So far the band’s public expression of politics had been suppressed, bar Taxman. Following anti-Vietnam war uprisings in the US and UK, Lennon got the bug. Two versions of Revolution were recorded: a laid-back stroller for the White Album, and a gutsy rocker that Lennon pushed as the next single to show his political hand. McCartney refused, concerned with a contentious image, and in ’68 it became Hey Jude’s agitated flip, all distorted screams and filthy blues swagger, marking Lennon out as a rebel with a cause within a new wave of electric protest songs.

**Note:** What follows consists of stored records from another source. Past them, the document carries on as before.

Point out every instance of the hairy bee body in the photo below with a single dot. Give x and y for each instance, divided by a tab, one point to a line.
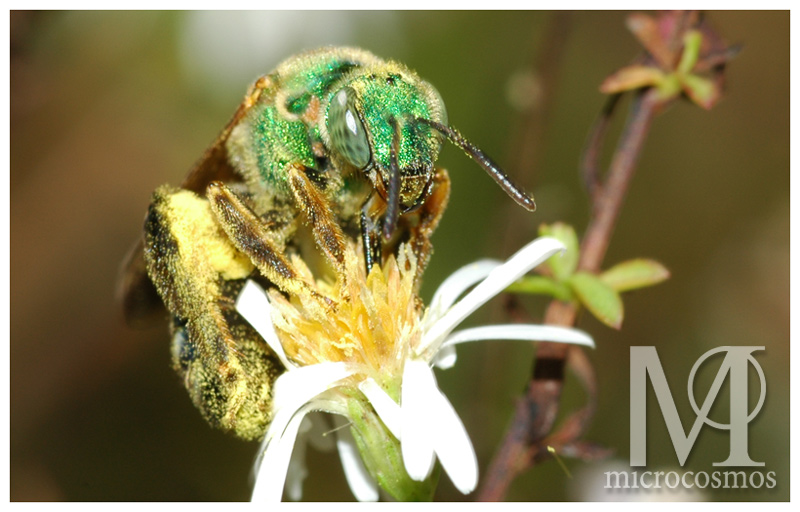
334	144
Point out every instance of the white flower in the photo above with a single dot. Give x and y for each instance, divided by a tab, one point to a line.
374	348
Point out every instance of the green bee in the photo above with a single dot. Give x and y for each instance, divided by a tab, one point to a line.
334	144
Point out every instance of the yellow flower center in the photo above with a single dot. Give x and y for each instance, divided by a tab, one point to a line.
374	321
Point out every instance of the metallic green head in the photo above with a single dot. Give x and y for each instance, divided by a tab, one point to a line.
376	120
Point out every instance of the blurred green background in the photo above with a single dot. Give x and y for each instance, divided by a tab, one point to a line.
105	106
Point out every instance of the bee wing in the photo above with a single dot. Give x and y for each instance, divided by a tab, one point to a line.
140	300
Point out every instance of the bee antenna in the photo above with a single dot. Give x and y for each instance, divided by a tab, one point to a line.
513	190
393	196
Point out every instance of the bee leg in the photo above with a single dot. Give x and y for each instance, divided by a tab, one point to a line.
319	216
226	366
427	217
251	236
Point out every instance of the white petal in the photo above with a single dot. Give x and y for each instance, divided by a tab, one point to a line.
271	475
416	445
387	409
319	435
451	443
525	332
297	472
358	478
445	358
498	280
457	283
296	387
254	306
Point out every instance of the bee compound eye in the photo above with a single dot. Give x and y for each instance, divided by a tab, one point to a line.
347	133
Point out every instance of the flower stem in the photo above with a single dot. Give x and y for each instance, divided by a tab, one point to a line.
535	413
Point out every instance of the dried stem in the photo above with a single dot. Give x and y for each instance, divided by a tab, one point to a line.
535	413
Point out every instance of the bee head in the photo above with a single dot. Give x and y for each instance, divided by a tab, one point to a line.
388	123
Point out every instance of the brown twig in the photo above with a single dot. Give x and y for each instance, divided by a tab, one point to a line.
535	413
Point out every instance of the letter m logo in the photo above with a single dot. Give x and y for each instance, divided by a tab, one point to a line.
644	362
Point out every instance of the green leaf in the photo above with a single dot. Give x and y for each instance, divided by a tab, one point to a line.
541	285
633	274
599	298
564	264
702	91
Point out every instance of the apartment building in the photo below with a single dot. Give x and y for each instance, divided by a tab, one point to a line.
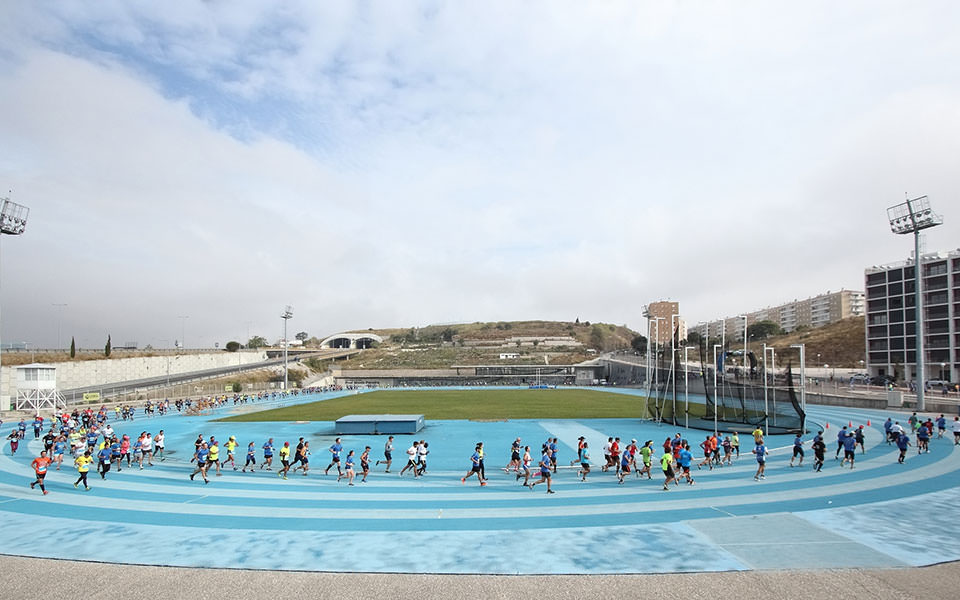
891	317
813	312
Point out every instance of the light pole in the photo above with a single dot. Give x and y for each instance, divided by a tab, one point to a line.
60	308
913	216
13	221
716	394
686	390
286	316
183	331
803	383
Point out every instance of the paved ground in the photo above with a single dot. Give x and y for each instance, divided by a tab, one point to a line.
880	515
148	583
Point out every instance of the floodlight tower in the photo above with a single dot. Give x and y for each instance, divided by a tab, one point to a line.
13	221
286	316
913	216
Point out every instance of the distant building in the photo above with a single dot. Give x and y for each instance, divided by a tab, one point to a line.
812	312
891	318
668	316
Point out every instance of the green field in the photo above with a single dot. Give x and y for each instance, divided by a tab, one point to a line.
464	404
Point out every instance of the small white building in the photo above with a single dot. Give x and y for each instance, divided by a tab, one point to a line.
37	388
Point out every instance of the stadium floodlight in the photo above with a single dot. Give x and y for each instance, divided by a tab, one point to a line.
913	216
13	221
286	316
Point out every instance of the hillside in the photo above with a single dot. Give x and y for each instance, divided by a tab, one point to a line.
840	344
536	342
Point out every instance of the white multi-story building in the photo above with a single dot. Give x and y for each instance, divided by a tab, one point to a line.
891	320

During the writing of Lady Madonna, McCartney started to bark over the piano riff, and this spring-heeled bluesy stomper was born. It was fleshed out quickly with fuzz bass, a brash, snarly solo and heaps of drums, and become a gritty highlight on the soundtrack to 1969’s Yellow Submarine.

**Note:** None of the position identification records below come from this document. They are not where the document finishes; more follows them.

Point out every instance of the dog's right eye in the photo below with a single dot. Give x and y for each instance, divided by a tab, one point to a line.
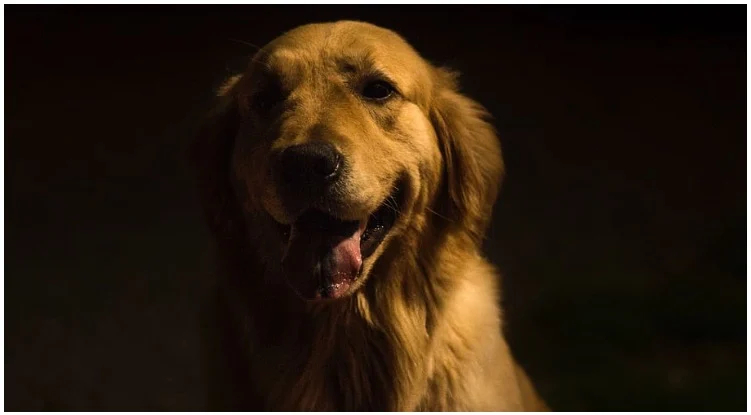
378	90
267	98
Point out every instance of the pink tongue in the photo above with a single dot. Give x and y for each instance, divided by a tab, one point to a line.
342	263
318	263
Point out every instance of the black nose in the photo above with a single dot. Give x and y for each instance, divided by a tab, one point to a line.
312	164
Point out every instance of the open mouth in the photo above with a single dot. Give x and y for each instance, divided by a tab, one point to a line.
324	255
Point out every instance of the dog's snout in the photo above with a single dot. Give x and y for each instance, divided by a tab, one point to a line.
310	163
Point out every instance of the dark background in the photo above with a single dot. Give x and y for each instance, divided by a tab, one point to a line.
621	227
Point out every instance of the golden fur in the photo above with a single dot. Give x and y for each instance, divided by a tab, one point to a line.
421	329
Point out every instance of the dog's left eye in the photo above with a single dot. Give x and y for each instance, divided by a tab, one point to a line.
378	90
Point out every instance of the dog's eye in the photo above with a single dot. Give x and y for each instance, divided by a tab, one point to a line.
378	90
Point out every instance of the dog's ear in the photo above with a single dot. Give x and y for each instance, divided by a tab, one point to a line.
210	155
473	165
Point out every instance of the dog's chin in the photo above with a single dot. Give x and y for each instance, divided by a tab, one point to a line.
324	257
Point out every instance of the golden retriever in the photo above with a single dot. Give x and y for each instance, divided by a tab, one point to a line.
348	185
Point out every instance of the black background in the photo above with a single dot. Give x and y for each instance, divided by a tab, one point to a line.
620	228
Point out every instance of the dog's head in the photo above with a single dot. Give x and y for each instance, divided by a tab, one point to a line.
337	139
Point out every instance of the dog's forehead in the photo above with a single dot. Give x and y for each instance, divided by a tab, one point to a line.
318	47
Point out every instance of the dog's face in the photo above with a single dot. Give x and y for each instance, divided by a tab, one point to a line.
342	139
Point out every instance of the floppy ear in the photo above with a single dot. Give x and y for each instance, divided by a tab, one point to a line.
210	158
473	165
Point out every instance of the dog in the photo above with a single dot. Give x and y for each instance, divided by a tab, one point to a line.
348	186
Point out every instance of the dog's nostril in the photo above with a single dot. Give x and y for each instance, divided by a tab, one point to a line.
310	163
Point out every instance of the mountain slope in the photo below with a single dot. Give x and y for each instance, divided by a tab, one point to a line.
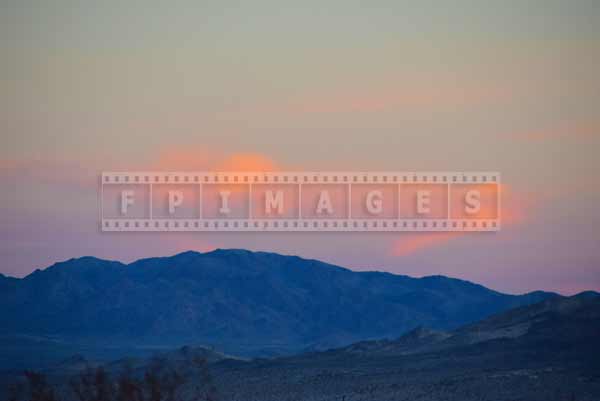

Now chums with the psychedelic spokesman whose Tibetan tome had made such an impression on Revolver, Lennon took up Timothy Leary’s presidential crusade slogan “Come together, have a party” and made a campaign song to kick off Abbey Road (1969). “It’s funky,” said Lennon of this goobledygook-laden slow ride. The style resonated with soul groups and hairy rockers alike, and included affectionate references to his bandmates: George the spiritual holy roller, Paul the monkey-finger bassist, himself the Ono sideboard, and Ringo – ‘got to be good looking cos he’s so hard to see’ as per his habit of hiding behind the others in photos.
I Want You (She’s So Heavy)
Eight minutes long, and constrained within an ominous repeated phrase, it was a giant leap from the buttoned-up cuteness of I Want To Hold Your Hand. Predating Black Sabbath’s creation of doom rock by several months, its intensity is alleviated a little by a Santana-like Latin blues section and some frothy Hammond breaks. By the end, the massed guitar build-up slathered in white noise and the jarringly abrupt edit add to the claustrophobia of a very weird, very grown-up love song.
It was the beginning of the end, but one thing still united the band on 1970’s Let It Be: their R&B and blues roots. Get Back was a McCartney riff that grew out of “thin air, something to roller-coast on”. And when keyboardist Billy Preston turned up at the studio during a particularly stressful session, George Harrison leapt at the chance to use him. It broke the ice, and 27(!) takes later a magnificent, galloping soul-rock shuffle emerged from the wreckage. Its defining performance is as the climax to their impromptu final live show – the iconic rooftop gig of January 30, 1969, propelled by the excitement of the event and perhaps even a sense of relief.
Don’t Let Me Down
Another paean to Yoko from John, this time rooted in vulnerability and drugs. “It was a very tense period,” McCartney recalled in 1997 of songwriting sessions for 1970s Let It Be. “John had escalated to heroin and all the accompanying paranoias; it was a cry to Yoko for help.” With that cry, Lennon delivers his rawest, most honest vocal over a sweet ballad that follows the lead, mood-wise, of Fleetwood Mac’s Albatross. It was dropped from the album by producer Phil Spector after appearing as the B-side to Get Back in April 1969. But with the tenderness of the guitar and bass treatment, as well as McCartney’s impassioned backing, it’s their stand-out from-the-heart weepie.